You might want to look at www. carbag.com as well. It's similar to the Carcoon in that it encloses the car but you are basically sealing it up with dessicant to keep the car dry and clean. Done a great job for me over the past three winters. I've also switched from a trickle charger to a battery tender. Again, the same idea but the tender reads the level of charge and only charges when it's called for.
Joel, I live in a rural area where power is supplied, I think, by one extension cord running from the nearest city. Winter power outages are not uncommon. What happens with the car coon if you loose power? Is there any structure to keep the plastic from falling onto the car?
Tom, I have two kinds, since the labels fell off and I couldn't recall where I got them. The original one will just fall around the car, which is bad, but it wont come down with any force, sojust be careful removing it in the spring. The other type has six loops around the perimeter, I attach bungies to the loops to keep it off the car in case of a power failure. Where I keep them was built in 1928 and so was the electrical service so power outages are common. I will find out the brand with the loops and let you know. Joel
I'm on the Ferrari mailing list, and I asked a question about the Carcapsule (outdoor variety-the silver one) and a guy in England (where they're made?) said that he had heard of two instances (F40 and 365GT4) where there was paint damage (365) and external engine corrosion (F40) when using the Carcapsule. I'm trying to get more info. on them, so if anyone has used the outdoor Carcapsule could you please email me at [email protected] and let me know your impressions?
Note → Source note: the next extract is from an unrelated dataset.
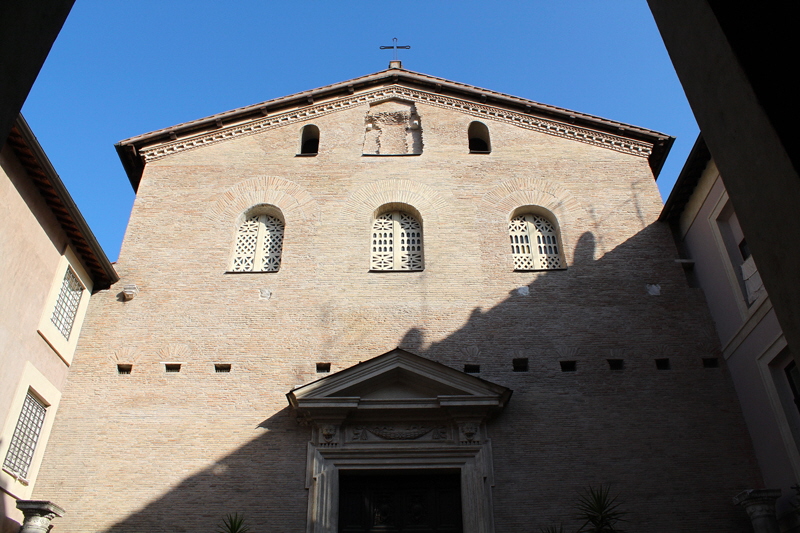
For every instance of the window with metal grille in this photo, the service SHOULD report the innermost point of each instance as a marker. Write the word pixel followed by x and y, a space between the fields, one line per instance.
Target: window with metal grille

Thanks a lot, Tom
I'm in the same boat as you..I just today stored my 87 328GTS for the first time!...I basically filled the tank up right to the top and put in fuel stabilizer..drove her a bit and parked her on top of 1" rigid insulation. My car is always covered in the garage. I will soon disconnect the battery and trickle charge it every month or so.. also you might notice that your car idles a bit quicker right when you drive off with the fuel stabilizer (at leats mine did and stabilized after a few minutes of driving).
Hi Theo, In addition to pieces of carpet under the tires to prevent flat spots, I also cover the entire floor in 4 mil plastic. This works as a vapor barrier and you will be amazed at the amount of dampness that comes up through the concrete flooring. I started doing this many years ago as I have an original Boss Mustang that I wanted to prevent the floors from rotting. It has worked well and have been doing this for my 355. I also take the car out a few times in the winter to keep everything nice and lubricated.
I would add that if your garage is UNHEATED, you will want to consider draining your coolant and filling with pure antifreeze, no water. I have an aluminum racing radiator, and I think last winter's negative Temps probably cracked the Ferrari's radiator. It DID crack my truck radiator that was parked outside my garage.....
That is not correct. The freezing point of a 50/50 mix of water and anti-freeze is a lot lower than just pure anti-freeze. The lowest freezing point is 70% antifreeze, anything higher than that and the temperature starts back up. You can look it up. Pure antifreeze is only good to -10 degrees F.